Show that $f(n) = n^{2} + 2n + 1$ is $O(n^{2})$.
Sorry if this is a duplicate question or anything but I'm terribly having a hard time understanding this big-oh notation. I've looked for methods on proving everywhere but I can't seem to understand this part where the $C$ that I'm looking for translated to another function:
$\frac{f(n)}{g(n)} = \frac{n^{2} + 2n + 1)}{n^{2}} < \frac{n^{2} + 2n^{2} + n^{2}}{n^{2}} = 4$
On
Choose $C = 3$ and $k = 2$. Then observe that if $n > k = 2$, then: \begin{align*} n^2 + 2n + 1 &< n^2 + 2n + 4 \\ &= n^2 + (2)n + (2)^2 \\ &< n^2 + (n)n + (n)^2 &\text{since $2 < n$} \\ &= 3n^2 \\ &= Cn^2 \\ \end{align*} as desired. $~~\blacksquare$
On
Note that: $f(n)=(n+1)^2$.
Let $n\geqslant 1$ then $\dfrac{1}{n}\leqslant 1$.
Hence: $$\begin{equation}\begin{split}1+\dfrac{1}{n}\leqslant 2&\Leftrightarrow \dfrac{n+1}{n}\leqslant 2\\&\Leftrightarrow n+1\leqslant 2\cdot n\\&\Rightarrow (n+1)^2\leqslant (2\cdot n)^2\\&\Leftrightarrow f(n)\leqslant 4\cdot n^2\end{split}\end{equation}$$.
Therefore, $$f(n)\in O(n^2).$$
Method without needing calculus:
Set $C=2$. Then $2g(n)-f(n)=n^{2}-2n-1$. This is a degree 2 polynomial with highest coefficicent positive, so there exist a $k$ such that $n^{2}-2n-1\geq 0$ for all $n>k$ which implies that $2g(n)\geq f(n)$ for all $n>k$.
Note that you do not need to find $k$, just need to show that it exists.
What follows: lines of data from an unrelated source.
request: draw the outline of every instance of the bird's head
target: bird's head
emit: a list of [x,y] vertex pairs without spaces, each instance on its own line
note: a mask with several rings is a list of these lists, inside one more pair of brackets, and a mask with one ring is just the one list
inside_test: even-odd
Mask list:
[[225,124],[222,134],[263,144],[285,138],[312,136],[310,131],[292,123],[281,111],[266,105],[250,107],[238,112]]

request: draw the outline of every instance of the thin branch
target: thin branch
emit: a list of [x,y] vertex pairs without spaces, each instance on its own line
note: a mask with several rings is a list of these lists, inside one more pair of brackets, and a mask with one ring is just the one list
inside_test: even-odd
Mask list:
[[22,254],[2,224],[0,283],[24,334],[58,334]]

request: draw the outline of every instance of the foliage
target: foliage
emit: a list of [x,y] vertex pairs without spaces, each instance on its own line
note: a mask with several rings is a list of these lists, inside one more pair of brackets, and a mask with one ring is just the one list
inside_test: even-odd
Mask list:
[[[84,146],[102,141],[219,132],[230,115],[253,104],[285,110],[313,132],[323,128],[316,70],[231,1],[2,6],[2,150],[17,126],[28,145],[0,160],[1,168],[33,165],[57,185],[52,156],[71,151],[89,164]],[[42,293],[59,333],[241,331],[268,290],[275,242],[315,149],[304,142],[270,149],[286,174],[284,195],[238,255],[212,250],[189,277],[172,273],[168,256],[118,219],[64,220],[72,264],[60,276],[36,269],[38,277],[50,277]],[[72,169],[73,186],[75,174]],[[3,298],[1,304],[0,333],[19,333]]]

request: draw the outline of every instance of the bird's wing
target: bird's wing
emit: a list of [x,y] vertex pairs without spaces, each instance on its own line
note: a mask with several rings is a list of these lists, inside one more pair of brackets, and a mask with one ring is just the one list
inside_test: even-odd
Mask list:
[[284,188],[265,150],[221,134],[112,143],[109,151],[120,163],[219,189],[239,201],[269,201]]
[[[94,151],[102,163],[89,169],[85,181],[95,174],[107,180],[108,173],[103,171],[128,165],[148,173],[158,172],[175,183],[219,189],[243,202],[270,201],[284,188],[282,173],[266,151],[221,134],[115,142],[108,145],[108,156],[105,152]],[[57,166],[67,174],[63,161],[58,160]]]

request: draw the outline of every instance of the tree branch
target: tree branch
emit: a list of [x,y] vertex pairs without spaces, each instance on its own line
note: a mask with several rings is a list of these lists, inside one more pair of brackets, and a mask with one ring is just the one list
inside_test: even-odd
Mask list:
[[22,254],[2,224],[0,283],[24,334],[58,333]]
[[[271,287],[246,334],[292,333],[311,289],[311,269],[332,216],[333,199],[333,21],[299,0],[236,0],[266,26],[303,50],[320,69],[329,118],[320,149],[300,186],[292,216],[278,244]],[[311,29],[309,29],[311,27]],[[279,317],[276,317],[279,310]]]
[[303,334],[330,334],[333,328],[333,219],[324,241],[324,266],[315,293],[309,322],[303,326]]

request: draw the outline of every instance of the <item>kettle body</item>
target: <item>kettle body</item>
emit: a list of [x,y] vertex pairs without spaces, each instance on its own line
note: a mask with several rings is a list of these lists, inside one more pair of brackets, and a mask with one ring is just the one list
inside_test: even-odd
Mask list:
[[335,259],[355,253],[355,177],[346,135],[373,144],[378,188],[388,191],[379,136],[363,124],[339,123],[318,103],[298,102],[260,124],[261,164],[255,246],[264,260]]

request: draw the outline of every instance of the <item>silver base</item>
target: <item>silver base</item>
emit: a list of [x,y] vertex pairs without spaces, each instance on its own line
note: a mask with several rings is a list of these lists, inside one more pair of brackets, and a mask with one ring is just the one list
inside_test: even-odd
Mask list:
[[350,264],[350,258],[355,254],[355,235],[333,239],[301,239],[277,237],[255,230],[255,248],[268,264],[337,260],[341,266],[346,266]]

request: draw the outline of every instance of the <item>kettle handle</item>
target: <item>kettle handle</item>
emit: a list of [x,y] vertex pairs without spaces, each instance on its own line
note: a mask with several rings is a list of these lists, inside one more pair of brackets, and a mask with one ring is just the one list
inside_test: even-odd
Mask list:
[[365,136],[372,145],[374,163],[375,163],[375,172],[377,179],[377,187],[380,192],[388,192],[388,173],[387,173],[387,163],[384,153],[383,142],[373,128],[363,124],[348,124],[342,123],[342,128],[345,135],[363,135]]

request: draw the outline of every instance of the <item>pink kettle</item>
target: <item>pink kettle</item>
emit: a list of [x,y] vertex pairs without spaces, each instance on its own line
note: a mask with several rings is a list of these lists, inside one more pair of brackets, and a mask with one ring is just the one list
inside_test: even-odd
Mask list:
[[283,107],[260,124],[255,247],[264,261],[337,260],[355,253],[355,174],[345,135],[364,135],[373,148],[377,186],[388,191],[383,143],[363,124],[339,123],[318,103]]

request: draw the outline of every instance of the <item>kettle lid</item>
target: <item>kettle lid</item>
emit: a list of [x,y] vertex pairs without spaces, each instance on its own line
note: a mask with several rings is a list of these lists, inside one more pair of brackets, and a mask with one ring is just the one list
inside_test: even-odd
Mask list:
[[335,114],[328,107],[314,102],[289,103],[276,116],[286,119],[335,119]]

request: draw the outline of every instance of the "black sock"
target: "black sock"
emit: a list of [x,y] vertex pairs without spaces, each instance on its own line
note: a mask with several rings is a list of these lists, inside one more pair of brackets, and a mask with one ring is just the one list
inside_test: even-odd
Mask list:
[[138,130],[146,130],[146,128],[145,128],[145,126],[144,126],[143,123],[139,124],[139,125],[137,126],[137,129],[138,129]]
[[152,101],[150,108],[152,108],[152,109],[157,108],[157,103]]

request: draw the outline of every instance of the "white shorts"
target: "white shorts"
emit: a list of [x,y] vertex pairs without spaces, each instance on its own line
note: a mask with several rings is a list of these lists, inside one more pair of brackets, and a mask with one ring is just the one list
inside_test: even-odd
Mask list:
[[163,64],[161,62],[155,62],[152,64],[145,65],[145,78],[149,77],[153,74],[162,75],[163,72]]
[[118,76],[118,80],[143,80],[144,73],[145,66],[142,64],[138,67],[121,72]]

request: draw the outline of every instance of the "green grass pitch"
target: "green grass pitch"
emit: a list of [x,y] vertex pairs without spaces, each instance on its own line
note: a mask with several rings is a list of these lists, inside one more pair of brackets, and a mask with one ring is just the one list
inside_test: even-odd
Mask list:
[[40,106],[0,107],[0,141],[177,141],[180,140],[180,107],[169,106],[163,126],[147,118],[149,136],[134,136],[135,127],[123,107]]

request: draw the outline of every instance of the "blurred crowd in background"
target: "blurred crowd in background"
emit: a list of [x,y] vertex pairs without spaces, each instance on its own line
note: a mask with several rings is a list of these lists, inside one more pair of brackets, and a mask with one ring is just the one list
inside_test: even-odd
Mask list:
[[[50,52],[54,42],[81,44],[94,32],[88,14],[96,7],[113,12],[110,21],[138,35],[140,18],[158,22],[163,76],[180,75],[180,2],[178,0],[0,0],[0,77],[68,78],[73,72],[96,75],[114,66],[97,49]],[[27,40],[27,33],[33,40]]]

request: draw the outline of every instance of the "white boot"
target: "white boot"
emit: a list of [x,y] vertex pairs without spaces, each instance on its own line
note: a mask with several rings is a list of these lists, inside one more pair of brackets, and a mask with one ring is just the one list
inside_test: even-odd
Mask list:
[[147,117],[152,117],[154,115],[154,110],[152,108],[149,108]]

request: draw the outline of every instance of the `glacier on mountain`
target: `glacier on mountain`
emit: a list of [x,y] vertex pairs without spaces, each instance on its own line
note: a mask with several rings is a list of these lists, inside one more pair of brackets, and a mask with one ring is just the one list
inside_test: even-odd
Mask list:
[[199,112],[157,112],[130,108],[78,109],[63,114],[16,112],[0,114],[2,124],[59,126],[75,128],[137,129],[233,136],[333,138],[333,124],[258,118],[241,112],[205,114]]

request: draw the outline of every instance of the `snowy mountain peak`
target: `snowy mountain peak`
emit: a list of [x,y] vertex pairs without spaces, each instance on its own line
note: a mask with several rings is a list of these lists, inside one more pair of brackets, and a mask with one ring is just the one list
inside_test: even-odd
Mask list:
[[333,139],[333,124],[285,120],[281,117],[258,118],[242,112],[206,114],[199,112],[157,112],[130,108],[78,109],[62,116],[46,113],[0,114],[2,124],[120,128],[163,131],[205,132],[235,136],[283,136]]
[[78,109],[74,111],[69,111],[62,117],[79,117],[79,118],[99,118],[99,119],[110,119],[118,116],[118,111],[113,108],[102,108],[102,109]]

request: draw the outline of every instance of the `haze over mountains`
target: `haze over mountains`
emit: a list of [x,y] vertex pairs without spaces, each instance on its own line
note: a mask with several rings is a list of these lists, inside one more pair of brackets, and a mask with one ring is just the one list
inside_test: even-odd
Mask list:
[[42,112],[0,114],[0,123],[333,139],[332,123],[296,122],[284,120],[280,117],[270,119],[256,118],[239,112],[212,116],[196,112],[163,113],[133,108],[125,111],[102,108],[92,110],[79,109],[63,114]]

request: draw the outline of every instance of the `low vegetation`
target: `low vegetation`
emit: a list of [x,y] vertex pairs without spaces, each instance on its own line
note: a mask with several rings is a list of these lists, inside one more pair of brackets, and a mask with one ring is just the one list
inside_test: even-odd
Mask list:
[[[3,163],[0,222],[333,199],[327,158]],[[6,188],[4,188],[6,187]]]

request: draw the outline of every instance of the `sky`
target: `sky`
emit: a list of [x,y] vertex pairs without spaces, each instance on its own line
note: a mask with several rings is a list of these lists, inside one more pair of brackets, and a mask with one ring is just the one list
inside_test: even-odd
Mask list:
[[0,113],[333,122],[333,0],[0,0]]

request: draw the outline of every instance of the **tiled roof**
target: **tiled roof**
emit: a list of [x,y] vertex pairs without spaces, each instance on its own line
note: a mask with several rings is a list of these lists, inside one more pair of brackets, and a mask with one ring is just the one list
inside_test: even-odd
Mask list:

If you insist on a particular value of $k$, you can find the root of the degree 2 polynomials above. Then you can pick $k=\sqrt{2}+1$.
This method use calculus:
Apply L'Hospital twice (technical details omitted) to get $\lim\limits_{n\rightarrow\infty}\frac{f(n)}{g(n)}=\lim\limits_{n\rightarrow\infty}\frac{f^{\prime}(n)}{g^{\prime}(n)}=\lim\limits_{n\rightarrow\infty}\frac{f^{\prime\prime}(n)}{g^{\prime\prime}(n)}=\lim\limits_{n\rightarrow\infty}\frac{2}{2}=1$. Hence $\limsup\limits_{n\rightarrow\infty}\frac{f(n)}{g(n)}$ is finite, so $f(n)\in O(g(n))$.
Basically, $f(n)\in O(g(n))$ iff $\limsup\limits_{n\rightarrow\infty}\frac{|f(n)|}{|g(n)|}$ is finite.